Justice Mary Odili, today Friday, disagreed with six other Justices of the Supreme Court that a suit Cross River State filed to challenge the removal of the former Chief Justice of Nigeria, CJN, Justice Walter Onnoghen, deserved to be struck out.
In a dissenting judgment, Justice Odili, held that contrary to the majority view of other members of a seven-man panel of Justices of the apex court, Cross River State, being where Onnoghen hails from, possessed the locus standi to raise legal questions regarding the suspension and eventual sack of their son as the CJN
She maintained that since the state raised constitutional questions through its Attorney General, the Supreme Court was an appropriate forum for them to seek answers.
Justice Odili held that the ex-parte order President Muhammadu Buhari relied upon to suspend the former CJN on January 25, was wrongly issued by the Code of Conduct Tribunal, CCT, in Abuja. She held too that the CCT, ab-initio, lacked the requisite jurisdiction to entertain the six-count charge that led to Onnoghen’s conviction.
According to Justice Odili, the entire proceedings before the CCT was invalid considering that the Federal Government, failed to channel allegations it levelled against the ex-CJN to the National Judicial Council, NJC, before it dragged him to court.
Going by extant judicial precedents, a serving judicial officer could only be tried after the NJC had exercised its disciplinary function, Odili further held.
Meanwhile, earlier in their majority decision, six other Justices of the Supreme Court led by Justice Olabode Rhodes-Vivour, struck out the suit on the premise that Cross River State Government lacked the locus standi to institute the suit on behalf of Onnoghen.
Justice Olulayode Ariwoola who prepared the lead majority judgment, further held that the Supreme Court was not the appropriate forum for the state to ventilate whatever grievances it had with regards to Onnoghen’s removal. Consequently, Justice Ariwoola struck out the case by upholding a preliminary objection the Attorney-General of the Federation filed to challenge the competence of the suit.
He, therefore, struck out the case without considering its merit on grounds that the Supreme Court lacked jurisdiction to entertain same. Though Justice Ariwoola was absent on Friday, his judgment was read by Justice Paul Galinje, who was a member of the panel. Other members of the panel that agreed that the suit deserved to be thrown-out were Justices Dattijo Muhammad, Kudirat Kekere-Ekun, Inyang Okoro and Sidi Bage (now retired).
It will be recalled that Cross River State had shortly after Onnoghen was suspended, approached the Supreme Court to challenge President Buhari’s powers to take such action without recourse to the NJC. The State invoked section 22 of the Supreme Court Act, which conferred the apex court with original jurisdiction to sit as a court of first instance, on disputes between any State of the Federation and the Federal Government.

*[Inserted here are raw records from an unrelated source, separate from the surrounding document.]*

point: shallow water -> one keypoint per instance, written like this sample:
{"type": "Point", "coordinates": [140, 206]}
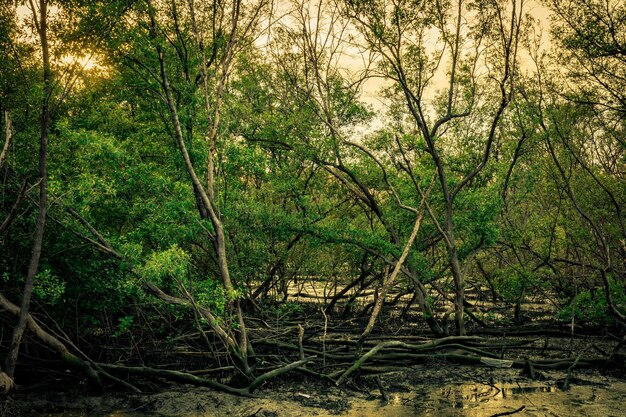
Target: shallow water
{"type": "Point", "coordinates": [465, 399]}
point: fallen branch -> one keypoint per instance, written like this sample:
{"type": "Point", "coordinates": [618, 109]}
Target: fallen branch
{"type": "Point", "coordinates": [508, 413]}
{"type": "Point", "coordinates": [177, 376]}
{"type": "Point", "coordinates": [276, 372]}
{"type": "Point", "coordinates": [69, 358]}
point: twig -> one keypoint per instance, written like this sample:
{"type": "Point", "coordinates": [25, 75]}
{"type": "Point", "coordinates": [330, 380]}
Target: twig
{"type": "Point", "coordinates": [508, 413]}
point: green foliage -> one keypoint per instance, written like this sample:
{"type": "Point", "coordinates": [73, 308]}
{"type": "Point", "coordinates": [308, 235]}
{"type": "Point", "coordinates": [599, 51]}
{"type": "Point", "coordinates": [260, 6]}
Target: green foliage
{"type": "Point", "coordinates": [166, 267]}
{"type": "Point", "coordinates": [48, 287]}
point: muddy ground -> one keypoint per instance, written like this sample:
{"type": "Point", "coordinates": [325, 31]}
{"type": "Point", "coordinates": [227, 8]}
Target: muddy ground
{"type": "Point", "coordinates": [435, 390]}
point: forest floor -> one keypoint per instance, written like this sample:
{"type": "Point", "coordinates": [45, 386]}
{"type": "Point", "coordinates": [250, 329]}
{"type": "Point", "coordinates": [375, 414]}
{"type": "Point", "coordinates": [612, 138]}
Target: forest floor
{"type": "Point", "coordinates": [434, 386]}
{"type": "Point", "coordinates": [434, 390]}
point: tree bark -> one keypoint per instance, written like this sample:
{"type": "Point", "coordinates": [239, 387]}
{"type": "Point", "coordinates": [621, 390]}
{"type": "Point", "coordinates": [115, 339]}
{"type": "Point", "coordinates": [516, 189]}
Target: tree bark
{"type": "Point", "coordinates": [33, 266]}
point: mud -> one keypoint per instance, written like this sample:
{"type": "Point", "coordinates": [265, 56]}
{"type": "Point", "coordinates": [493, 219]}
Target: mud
{"type": "Point", "coordinates": [430, 391]}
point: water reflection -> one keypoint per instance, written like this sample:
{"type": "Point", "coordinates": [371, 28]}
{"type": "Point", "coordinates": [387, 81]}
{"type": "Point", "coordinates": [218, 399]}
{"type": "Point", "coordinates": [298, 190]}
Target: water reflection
{"type": "Point", "coordinates": [469, 396]}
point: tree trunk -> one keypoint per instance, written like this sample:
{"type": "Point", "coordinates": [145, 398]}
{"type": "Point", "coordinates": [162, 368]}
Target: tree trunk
{"type": "Point", "coordinates": [33, 266]}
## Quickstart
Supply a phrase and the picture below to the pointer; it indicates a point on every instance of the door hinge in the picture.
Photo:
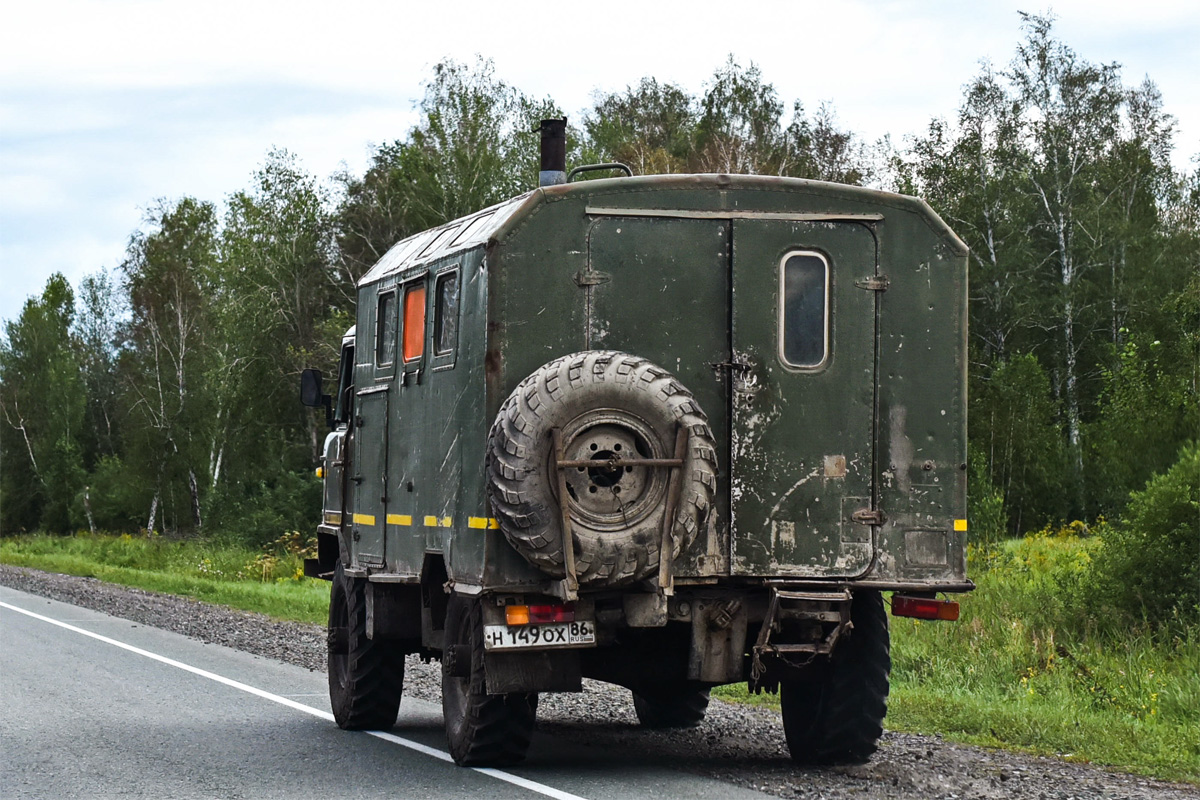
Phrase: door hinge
(869, 517)
(874, 283)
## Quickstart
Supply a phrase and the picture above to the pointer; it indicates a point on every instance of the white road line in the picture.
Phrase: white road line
(508, 777)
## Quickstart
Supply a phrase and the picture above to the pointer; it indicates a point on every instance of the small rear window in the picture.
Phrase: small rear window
(385, 329)
(445, 324)
(804, 311)
(414, 323)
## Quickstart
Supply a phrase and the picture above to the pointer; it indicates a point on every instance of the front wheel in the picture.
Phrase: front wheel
(481, 729)
(366, 677)
(838, 717)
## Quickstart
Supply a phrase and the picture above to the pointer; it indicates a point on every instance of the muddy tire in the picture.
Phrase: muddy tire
(607, 405)
(678, 707)
(481, 729)
(366, 678)
(838, 717)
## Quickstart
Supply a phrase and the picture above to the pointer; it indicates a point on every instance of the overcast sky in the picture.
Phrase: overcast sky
(108, 104)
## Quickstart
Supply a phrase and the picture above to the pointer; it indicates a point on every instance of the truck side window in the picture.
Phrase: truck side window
(414, 323)
(804, 311)
(385, 329)
(345, 385)
(445, 322)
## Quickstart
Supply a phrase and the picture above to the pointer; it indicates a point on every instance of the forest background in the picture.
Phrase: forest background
(161, 396)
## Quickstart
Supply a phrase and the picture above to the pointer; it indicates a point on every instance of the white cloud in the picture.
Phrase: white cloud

Specifically, Cross River State, through the office of its AG, prayed the court to determine whether the suspension or removal of Onnoghen from office by President Buhari, based on an ex-parte order by a lay magistrate (the Chairman of the CCT), was not in gross violation of section 292(1) of the 1999 Constitution, as amended. Cited as defendants in the suit were the Federal Republic of Nigeria and the Attorney General of the Federation.
In opposition to the suit, FG, through the office of the AGF, argued the Plaintiff lacked the right in the suit. The AGF contended that Onnoghen’s suspension was personal to him and therefore could not be interpreted to amount to a dispute between FG and State Government that would require the invocation of section 22 of the Supreme Court Act. It will be recalled that the CCT had in a judgment on April 18, found Onnoghen guilty on all the six-count charge the FG preferred against him.